Hettie picked up the empty flour bag and read the label. Her eyes twinkled. “Janie, darlin’, you bought self-rising flour.”
“Yes. So?” she asked obliviously.
“If it’s self-rising, it already has the salt and baking powder in it, doesn’t it?”
Janie burst out laughing. “So that’s what I’m doing wrong! Hand me another bag of flour, could you?”
“This is the last one,” Hettie said mournfully.
“No problem. I’ll just drive to the store and get some more. Need anything?”
“Milk and eggs,” Hettie said at once.
“We’ve got four chickens,” Janie exclaimed, turning, “and you have to buy eggs?”
“The chickens are molting.”
Janie smiled. “And when they molt, they don’t lay. Sorry. I forgot. I’ll be back in a jiffy,” she added, peeling off her apron.

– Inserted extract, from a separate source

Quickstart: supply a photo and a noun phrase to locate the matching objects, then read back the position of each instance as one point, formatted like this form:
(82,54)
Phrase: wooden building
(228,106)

She paused just long enough to brush her hair out, leaving it long, and put on a little makeup. She thrust her arms into her nice fringed leather jacket, because it was seasonably cool outside as well as raining, and popped into her red sports car. You never could tell when you might run into Leo, because he frequently dashed into the supermarket for frozen biscuits and butter when he was between cooks.
Sure enough, as she started for the checkout counter with her milk, eggs and flour, she spotted Leo, head and shoulders above most of the men present. He was wearing that long brown Australian drover’s coat he favored in wet weather, and he was smiling in a funny sort of way.
That was when Janie noticed his companion. He was bending down toward a pretty little brunette who was chattering away at his side. Janie frowned, because that dark wavy hair was familiar. And then she realized who it was. Leo was talking to Marilee Morgan!
She relaxed. Marilee was her friend. Surely, she was talking her up to Leo. She almost rushed forward to say hello, but what if she interrupted at a crucial moment? There was, after all, the annual Jacobsville Cattleman’s Ball in two weeks, the Saturday before Thanksgiving. It was very likely that Marilee was dropping hints right and left that Janie would love Leo to escort her.
She chuckled to herself. She was lucky to have a friend like Marilee.
If Janie had known what Marilee was actually saying to Leo, she might have changed her mind about the other woman’s friendship and a lot of other things.
“It was so nice of you to drive me to the store, Leo,” Marilee was cooing at Leo as they walked out. “My wrist is really sore from that fall I took.”
“No problem,” he murmured with a smile.
“The Cattleman’s Ball is week after next,” Marilee added coyly. “I would really love to go, but nobody’s asked me. I won’t be able to drive by then, either, I’m sure. It was a bad sprain. They take almost as long as a broken bone to heal.” She glanced up at him, weighing her chances. “Of course, Janie’s told everybody that you’re taking her. She said you’re over there all the time now, that it’s just a matter of time before you buy her a ring. Everybody knows.”